According to reports, researchers have re-discovered Isaac Newton’s recipe for alchemists’ mercury.
The document, which dates back to the seventeenth century is believed to have been handwritten by Isaac Newton himself and explains the fundamental part of the process to create the mythical Philosopher’s Stone, a substance that alchemists believed could transmute base metals into gold.
The papers written by Newton on theology and alchemy far exceed in volume those dedicated to Physics, Astronomy, and Mathematics, sciences in which he is a leading figure.
However, it is important to mention that Newton wrote more than a million words about alchemy, something that was known only after his death since ‘proto-science’ was illegal in his time.
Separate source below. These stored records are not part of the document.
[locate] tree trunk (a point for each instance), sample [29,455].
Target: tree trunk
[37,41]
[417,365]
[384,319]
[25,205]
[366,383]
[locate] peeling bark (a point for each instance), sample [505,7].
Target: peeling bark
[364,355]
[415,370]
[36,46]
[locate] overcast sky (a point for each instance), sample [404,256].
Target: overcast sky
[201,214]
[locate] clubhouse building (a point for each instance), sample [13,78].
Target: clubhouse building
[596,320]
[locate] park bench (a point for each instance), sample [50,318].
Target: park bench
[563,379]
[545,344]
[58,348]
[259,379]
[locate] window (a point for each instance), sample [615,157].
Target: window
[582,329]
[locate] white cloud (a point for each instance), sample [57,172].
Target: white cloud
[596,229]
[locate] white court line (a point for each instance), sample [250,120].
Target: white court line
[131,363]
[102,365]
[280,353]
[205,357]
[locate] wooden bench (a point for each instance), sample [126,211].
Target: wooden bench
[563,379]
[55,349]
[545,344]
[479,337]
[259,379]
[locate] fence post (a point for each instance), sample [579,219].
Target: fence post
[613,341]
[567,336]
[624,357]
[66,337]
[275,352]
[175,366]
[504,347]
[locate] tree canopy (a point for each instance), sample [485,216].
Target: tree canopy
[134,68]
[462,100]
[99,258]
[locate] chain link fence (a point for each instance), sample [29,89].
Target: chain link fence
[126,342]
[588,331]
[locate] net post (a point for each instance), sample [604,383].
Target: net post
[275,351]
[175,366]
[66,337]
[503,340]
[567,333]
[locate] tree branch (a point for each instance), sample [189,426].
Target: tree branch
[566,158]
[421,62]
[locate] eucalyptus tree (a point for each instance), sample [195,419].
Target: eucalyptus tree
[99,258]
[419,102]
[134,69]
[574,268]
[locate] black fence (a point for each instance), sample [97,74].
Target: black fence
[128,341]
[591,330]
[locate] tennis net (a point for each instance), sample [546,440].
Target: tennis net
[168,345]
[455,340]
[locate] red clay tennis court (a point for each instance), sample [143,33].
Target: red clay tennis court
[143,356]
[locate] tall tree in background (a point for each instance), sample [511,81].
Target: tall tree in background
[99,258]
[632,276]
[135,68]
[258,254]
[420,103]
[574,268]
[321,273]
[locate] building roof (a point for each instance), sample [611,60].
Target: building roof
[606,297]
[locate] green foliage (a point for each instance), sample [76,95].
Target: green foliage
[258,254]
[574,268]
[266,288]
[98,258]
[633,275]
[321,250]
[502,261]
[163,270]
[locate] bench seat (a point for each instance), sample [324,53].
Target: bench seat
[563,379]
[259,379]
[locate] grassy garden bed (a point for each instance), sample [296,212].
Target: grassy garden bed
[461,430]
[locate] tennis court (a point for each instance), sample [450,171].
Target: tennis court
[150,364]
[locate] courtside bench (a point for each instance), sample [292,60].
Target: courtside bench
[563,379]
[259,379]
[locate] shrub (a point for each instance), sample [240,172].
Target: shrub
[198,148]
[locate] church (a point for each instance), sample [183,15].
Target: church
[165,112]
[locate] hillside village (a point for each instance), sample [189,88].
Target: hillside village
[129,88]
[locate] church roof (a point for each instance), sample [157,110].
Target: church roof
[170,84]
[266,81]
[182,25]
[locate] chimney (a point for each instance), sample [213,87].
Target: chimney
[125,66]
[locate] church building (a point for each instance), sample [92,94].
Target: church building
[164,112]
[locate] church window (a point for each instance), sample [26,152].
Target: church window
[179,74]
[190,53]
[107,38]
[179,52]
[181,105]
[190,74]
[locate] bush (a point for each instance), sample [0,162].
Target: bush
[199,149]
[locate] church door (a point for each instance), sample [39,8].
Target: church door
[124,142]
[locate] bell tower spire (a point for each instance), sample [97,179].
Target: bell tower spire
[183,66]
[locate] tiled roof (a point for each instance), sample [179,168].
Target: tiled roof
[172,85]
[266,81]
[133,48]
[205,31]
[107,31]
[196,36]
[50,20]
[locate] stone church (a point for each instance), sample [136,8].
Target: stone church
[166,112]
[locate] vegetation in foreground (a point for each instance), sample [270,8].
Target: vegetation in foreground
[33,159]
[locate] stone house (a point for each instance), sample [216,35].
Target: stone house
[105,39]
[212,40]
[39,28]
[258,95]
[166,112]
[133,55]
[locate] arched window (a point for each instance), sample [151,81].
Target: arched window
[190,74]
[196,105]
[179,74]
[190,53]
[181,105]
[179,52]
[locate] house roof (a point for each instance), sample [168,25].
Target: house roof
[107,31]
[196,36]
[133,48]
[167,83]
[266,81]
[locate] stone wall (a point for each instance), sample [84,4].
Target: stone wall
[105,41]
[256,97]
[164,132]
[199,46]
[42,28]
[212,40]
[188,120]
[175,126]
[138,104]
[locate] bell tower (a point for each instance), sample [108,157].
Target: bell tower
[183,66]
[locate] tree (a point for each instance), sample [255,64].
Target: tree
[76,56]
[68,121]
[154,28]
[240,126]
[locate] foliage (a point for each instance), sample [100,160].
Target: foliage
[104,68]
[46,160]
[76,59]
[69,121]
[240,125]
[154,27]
His forbidden texts were written under the pseudonym of Jeova Sanctus Unus.
The philosopher’s stone was, according to the tradition of alchemists and necromancers, a substance with extraordinary properties capable of transmuting any metal into gold, it was also capable of curing diseases and granting immortality, through the elixir of life.
One of the great cultivators of these secrets was Isaac Newton, one of the fathers of physics, who practically devoted himself to the Great Work—Latin: Magnum opus, in an exhaustive way.
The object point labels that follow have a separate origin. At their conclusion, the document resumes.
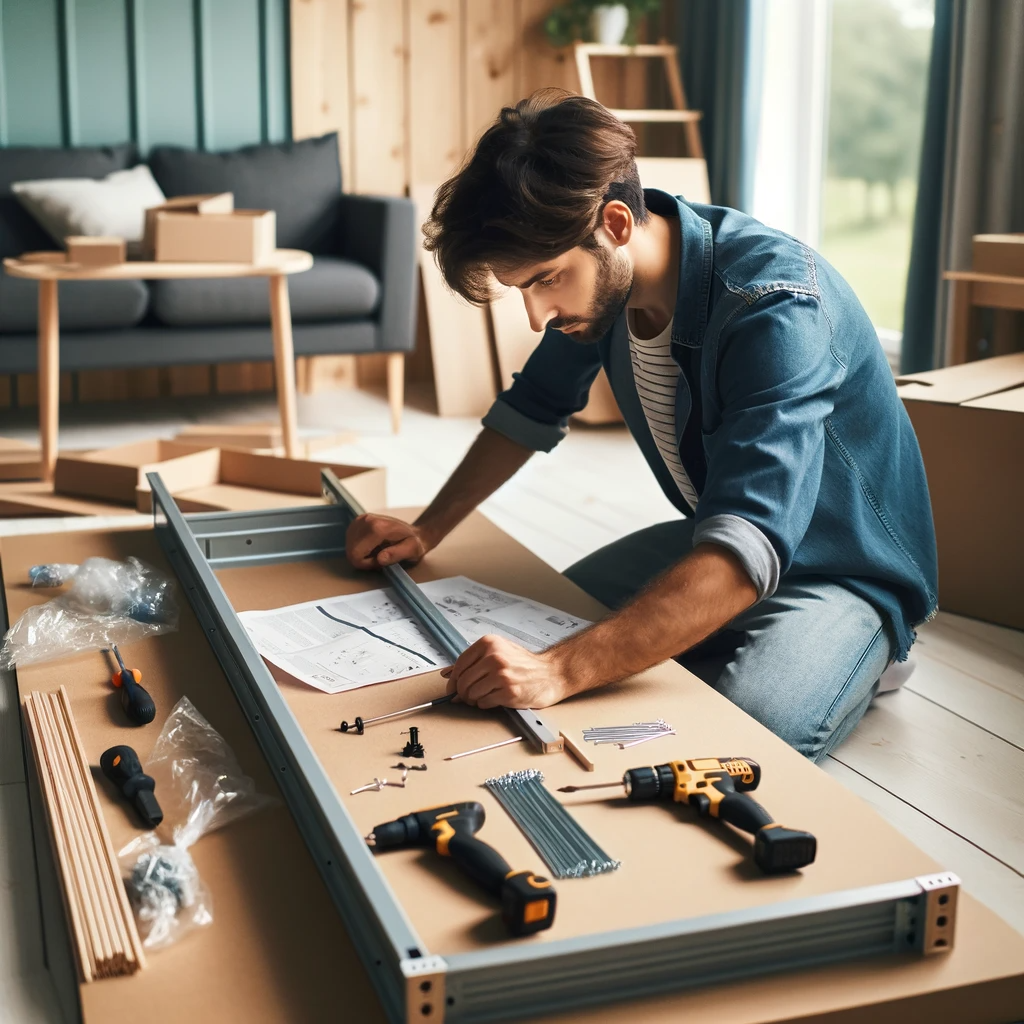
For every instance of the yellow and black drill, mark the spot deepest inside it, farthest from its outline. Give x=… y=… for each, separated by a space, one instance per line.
x=527 y=899
x=719 y=787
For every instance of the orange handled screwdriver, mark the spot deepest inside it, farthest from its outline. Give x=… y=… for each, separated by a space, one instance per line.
x=136 y=702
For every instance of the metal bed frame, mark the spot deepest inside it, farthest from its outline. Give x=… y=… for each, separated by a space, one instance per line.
x=914 y=915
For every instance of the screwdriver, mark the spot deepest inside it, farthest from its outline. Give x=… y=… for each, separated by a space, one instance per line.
x=136 y=702
x=719 y=787
x=122 y=767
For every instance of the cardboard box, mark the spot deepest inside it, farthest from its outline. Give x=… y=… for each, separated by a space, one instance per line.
x=263 y=438
x=223 y=479
x=94 y=250
x=113 y=474
x=209 y=203
x=242 y=237
x=970 y=423
x=18 y=460
x=998 y=254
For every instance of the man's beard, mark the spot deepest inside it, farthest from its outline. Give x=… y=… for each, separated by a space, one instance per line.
x=611 y=289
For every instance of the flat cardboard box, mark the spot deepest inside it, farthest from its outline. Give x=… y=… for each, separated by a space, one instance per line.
x=241 y=237
x=113 y=474
x=208 y=203
x=248 y=965
x=998 y=254
x=970 y=423
x=262 y=438
x=18 y=460
x=221 y=479
x=94 y=250
x=36 y=498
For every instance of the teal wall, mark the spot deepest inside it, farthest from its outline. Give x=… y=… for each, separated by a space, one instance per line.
x=208 y=74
The Great Work is an alchemical term for the process of working with the prima materia to create the philosopher’s stone. It has been used to describe personal and spiritual transmutation in the Hermetic tradition, attached to laboratory processes and chemical color changes, used as a model for the individuation process, and as a device in art and literature.
The manuscript which contained the extraordinary recipe, was in the possession of a private collector, and auctioned in Pasadena, California, and purchased by the Chemical Heritage Foundation of Philadelphia.
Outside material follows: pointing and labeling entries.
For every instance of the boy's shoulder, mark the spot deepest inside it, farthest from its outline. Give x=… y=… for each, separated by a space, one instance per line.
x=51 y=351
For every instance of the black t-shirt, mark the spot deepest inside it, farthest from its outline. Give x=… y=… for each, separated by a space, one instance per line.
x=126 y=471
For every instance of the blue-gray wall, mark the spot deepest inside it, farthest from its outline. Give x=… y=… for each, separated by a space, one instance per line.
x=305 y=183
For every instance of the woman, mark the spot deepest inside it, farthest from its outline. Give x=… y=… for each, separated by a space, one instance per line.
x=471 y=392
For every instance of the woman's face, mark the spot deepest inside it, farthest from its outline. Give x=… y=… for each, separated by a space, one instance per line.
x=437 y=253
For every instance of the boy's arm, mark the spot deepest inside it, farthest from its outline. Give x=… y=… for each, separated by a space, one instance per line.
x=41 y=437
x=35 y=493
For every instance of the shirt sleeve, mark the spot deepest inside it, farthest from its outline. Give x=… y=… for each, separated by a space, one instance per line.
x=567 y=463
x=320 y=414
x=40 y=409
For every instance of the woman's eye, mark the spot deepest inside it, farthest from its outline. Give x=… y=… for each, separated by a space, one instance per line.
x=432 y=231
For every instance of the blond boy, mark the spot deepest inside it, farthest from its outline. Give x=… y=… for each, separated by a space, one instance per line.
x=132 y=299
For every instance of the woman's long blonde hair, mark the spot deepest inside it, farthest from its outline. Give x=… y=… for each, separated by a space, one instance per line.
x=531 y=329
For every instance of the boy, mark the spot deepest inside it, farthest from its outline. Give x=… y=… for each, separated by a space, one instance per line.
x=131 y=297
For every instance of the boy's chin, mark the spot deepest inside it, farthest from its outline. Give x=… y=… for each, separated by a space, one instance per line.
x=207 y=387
It is an instructive guide that details the process for preparing ” alchemists mercury “, a recipe that Newton copied from the American alchemist George Starkey, whom he probably considered a better alchemist.
Starkey (1628 – 1665), considered the first man of American science, also wrote under a pseudonym; Eirenaeus Philalethes.
According to website Chemistry World, ‘Philosophic mercury was [thought to be] a substance that could be used to break down metals into their constituent parts,’ explains James Voelkel, the CHF’s curator of rare books. ‘The idea is if you break the metals down you can then reassemble them and make different metals.’ The process was part of the effort to make the philosopher’s stone, he adds, a mythical substance that alchemists believed could turn lead into gold.
Translated from Latin, the manuscript title is: ‘Preparation of the [Sophick] Mercury for the [Philosophers’] Stone by the Antimonial Stellate Regulus of Mars and Luna from the Manuscripts of the American Philosopher’. The manuscript is believed to describe the necessary process to make ‘sophick’ – short for ‘philosophic’ – mercury.